A nota de esclarecimento divulgada pela Unimagem na última sexta-feira, que teve um pequeno trecho publicado em O Diário, tem a seguinte íntegra:

“Diante das notícias veiculadas pelo senhor secretário municipal de Saúde e pelo Conselho Municipal de Saúde, sobre irregularidades nas faturas de serviços prestados ao município, a Unimagem esclarece o seguinte:

Não é verdade que tenha desviado recursos da Secretaria de Saúde;

Se tais irregularidades tivessem ocorrido, elas teriam sido descobertas imediatamente, porque, de acordo com a lei, todas as faturas devem ser auditadas no ato do recebimento, antes do pagamento ao prestador de serviço;

Essa auditoria deve ser feita pela secretaria, através de auditores nomeados pelo prefeito, que tem a obrigação de recusar imediatamente as contas irregulares;

Esses auditores, em número de 18, foram nomeados pelo senhor prefeito municipal através das portarias Gapre número 267/2005 e 266/2005, de 19.06.2005, ainda em vigor;

Apesar disso, segundo declarou a gerente de auditoria da Secretaria Municipal de Saúde, senhora Maria da Penha Marques Sapata, no processo administrativo 027/10, “há apenas três servidores incumbidos de realizar a auditoria”, admitindo que a Secretaria de Saúde não submetia as contas ao crivo da comissão nomeada pelo prefeito, delegando essa tarefa a servidores em desvio de função;

Embora alegando irregularidades, a secretaria se recusa a exibir as provas dessas irregularidades, tendo inclusive negado à Unimagem as cópias das guias e faturas apontadas como irregulares;

O interesse da secretaria em não esclarecer as irregularidades que anuncia é demonstrado publicamente pelo senhor secretário de Saúde, ao tentar evitar que a câmara municipal instaura uma CPI destinada a apurar tais fatos.

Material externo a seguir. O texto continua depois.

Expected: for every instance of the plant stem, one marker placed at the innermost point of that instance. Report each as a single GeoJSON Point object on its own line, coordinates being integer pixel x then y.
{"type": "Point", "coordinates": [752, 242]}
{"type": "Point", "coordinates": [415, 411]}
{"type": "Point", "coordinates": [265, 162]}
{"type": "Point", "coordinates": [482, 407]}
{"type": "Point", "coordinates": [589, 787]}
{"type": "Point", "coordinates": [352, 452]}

Ao negar o acesso da Unimagem às provas das irregularidades que anuncia e tentar impedir a CPI da câmara de vereadores, a secretaria ofende o direito constitucional da Unimagem à informação e à ampla defesa, bem como impede o Legislativo de exercer a sua função de fiscalizar os atos da administração pública.

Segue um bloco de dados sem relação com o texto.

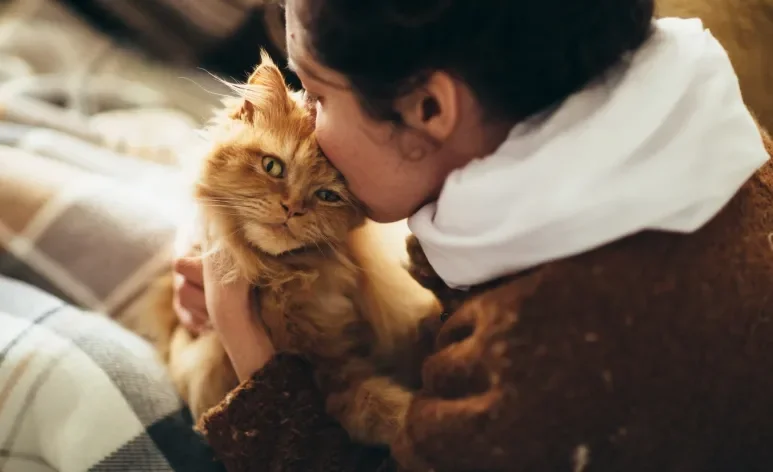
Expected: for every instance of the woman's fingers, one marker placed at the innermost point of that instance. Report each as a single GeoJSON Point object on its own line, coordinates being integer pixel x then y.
{"type": "Point", "coordinates": [231, 311]}
{"type": "Point", "coordinates": [190, 305]}
{"type": "Point", "coordinates": [191, 268]}
{"type": "Point", "coordinates": [189, 299]}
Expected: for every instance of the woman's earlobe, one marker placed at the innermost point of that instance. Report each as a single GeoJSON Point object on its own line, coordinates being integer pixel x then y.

A Unimagem reitera a disposição de reparar as irregularidades porventura ocorridas, caso sejam efetivamente comprovadas e da sua responsabilidade, porém exige que essas irregularidades sejam apuradas com transparência, através de comissão isenta e imparcial, respeitado o seu direito constitucional ao devido processo legal, inclusive com livre acesso às provas contra ela existentes, o que até agora tem sido negado insistentemente pela Secretaria de Saúde”.